The other weak link in the chain (for me) is that even for quantitative frameworks, there is still room to fudge the numbers by a single person or data input. When you are assessing a mortgage for risk there is a history for a person, history for the house and the general climate of the market. All of which let us down in the recent past, due to securitization, greed and complicated schemes to make it all look good. There isn't a lot of room for that in the information security world.

I know what also isn't working - technical numbers. Number of viruses caught by AV, IDS true/false positive rates, percentage of environment patched. These don't work because MBA can see a 90% as pretty good. The problem with this is that even when you are at 100% there is still an unknown number of zero-day exploits in deployed software and there is still the element of human failures (lack of knowledge, misconfiguration and outright theft).

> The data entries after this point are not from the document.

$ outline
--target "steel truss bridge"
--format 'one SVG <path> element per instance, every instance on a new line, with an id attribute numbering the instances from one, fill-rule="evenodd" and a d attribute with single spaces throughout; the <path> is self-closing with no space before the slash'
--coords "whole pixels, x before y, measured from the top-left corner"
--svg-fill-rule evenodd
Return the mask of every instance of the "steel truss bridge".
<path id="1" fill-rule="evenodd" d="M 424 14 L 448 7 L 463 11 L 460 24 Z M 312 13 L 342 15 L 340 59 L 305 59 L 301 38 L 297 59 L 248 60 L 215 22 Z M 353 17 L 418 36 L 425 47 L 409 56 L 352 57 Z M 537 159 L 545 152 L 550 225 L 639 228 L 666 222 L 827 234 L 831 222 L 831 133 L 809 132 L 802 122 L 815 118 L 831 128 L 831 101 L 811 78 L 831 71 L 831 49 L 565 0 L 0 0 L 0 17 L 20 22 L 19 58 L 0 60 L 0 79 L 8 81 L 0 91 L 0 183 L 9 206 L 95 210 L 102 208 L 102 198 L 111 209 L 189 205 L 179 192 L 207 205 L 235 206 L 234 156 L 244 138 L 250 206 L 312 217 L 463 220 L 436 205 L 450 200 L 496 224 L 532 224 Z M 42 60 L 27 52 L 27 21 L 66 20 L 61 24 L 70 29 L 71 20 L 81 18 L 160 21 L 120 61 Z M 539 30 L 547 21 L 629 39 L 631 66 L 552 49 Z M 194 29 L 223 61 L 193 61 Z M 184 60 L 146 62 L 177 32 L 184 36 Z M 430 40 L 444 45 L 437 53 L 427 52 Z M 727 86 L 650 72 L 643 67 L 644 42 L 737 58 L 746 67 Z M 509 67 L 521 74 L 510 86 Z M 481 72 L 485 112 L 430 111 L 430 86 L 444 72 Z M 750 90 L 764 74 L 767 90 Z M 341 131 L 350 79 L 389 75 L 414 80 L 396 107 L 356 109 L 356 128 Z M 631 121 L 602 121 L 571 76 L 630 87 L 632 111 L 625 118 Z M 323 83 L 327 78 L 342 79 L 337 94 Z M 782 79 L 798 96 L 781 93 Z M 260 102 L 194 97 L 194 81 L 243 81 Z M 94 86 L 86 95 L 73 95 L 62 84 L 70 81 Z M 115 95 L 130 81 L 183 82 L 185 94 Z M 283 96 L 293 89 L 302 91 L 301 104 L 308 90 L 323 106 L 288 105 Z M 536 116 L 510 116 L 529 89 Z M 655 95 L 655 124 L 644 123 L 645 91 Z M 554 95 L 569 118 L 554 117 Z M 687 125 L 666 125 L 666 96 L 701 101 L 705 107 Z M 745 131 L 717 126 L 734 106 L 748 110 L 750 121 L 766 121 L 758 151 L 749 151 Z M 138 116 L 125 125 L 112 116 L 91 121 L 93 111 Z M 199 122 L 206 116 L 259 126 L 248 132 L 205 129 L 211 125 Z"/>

This wasn't supposed to sound all doom and gloom though. I am pointing out that somehow we as a community are doing something wrong. But please comment if you have had success in this arena. I have not seen it yet.

My idea:

I have been a fan of Eli Goldratt and the Theory of Constraints for about 10 years now, and I would love to figure out a way to apply ToC to information system risk management. You will notice I didn't say information security because a holistic risk management program includes operational and security risks.

For a couple of reasons: it is flexible for a dynamic environment, it depends on the improvement processes and the measurements for success are easy to understand.

Where's my white board?


Anonymous said...

I too am a fan of the work NIST has done, but how do you argue against the naysayers like Alan Paller who recently testified on the hill?

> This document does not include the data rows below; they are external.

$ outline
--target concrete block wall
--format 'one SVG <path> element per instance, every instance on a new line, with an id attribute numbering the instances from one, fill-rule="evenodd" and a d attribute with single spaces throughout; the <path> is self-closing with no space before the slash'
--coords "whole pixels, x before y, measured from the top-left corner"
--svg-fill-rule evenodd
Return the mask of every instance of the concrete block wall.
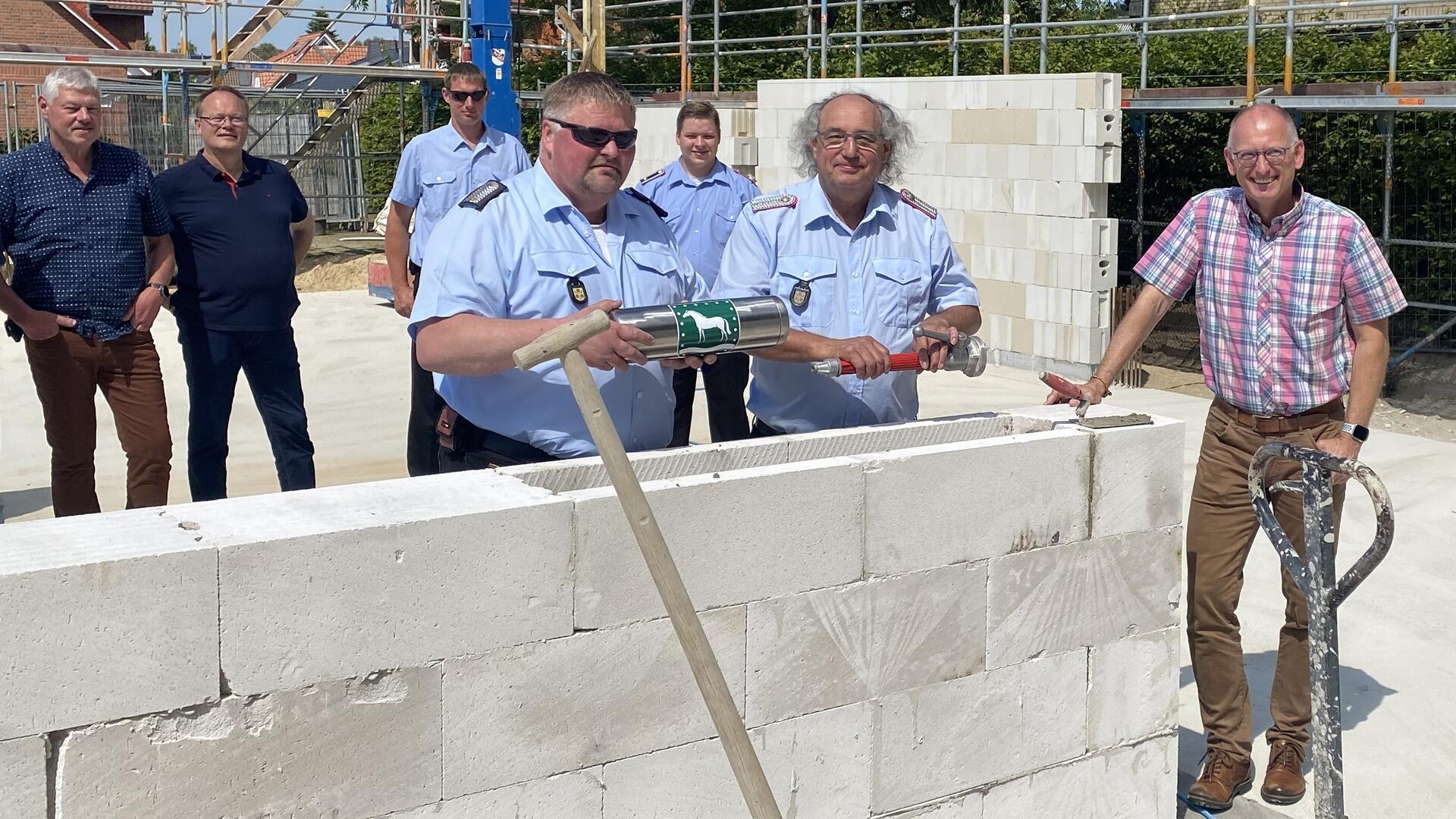
<path id="1" fill-rule="evenodd" d="M 780 806 L 1171 815 L 1178 434 L 638 455 Z M 0 528 L 0 816 L 744 816 L 600 462 L 505 472 Z"/>
<path id="2" fill-rule="evenodd" d="M 759 83 L 759 184 L 798 182 L 794 122 L 860 89 L 901 111 L 919 149 L 897 184 L 939 208 L 981 287 L 994 361 L 1091 375 L 1111 337 L 1121 77 L 866 77 Z"/>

Especially when they have such convincing evidence to point out why FISMA has failed?

Check his testimony out below:

Fan of cyberhiker!

Chris said...

I would start with saying that Paller hasn't done any compliance work under FISMA ... ever.

I believe that the only reason that he gets invited to be listened to is that he actively lobbies Congress to be asked to testify.

I would also say that most organizations don't actually implement 800 series guidance to the fullest extent possible. They stop short for whatever reason. I've mentioned before that FISMA is about standing up a meaningful risk-based infosec program not following 20 disparate controls with little no strategy.

Lastly, I would point out that politicians don't understand the nuts and bolts of information security.

I could get more specific if you wanted to contact me directly.

Alex Hutton said...

Hey, Chris!

Patrick Florer a big ToC advocate, too, and would probably love to talk to you about it.

Let me encourage you to join SIRA and post a note about ToC!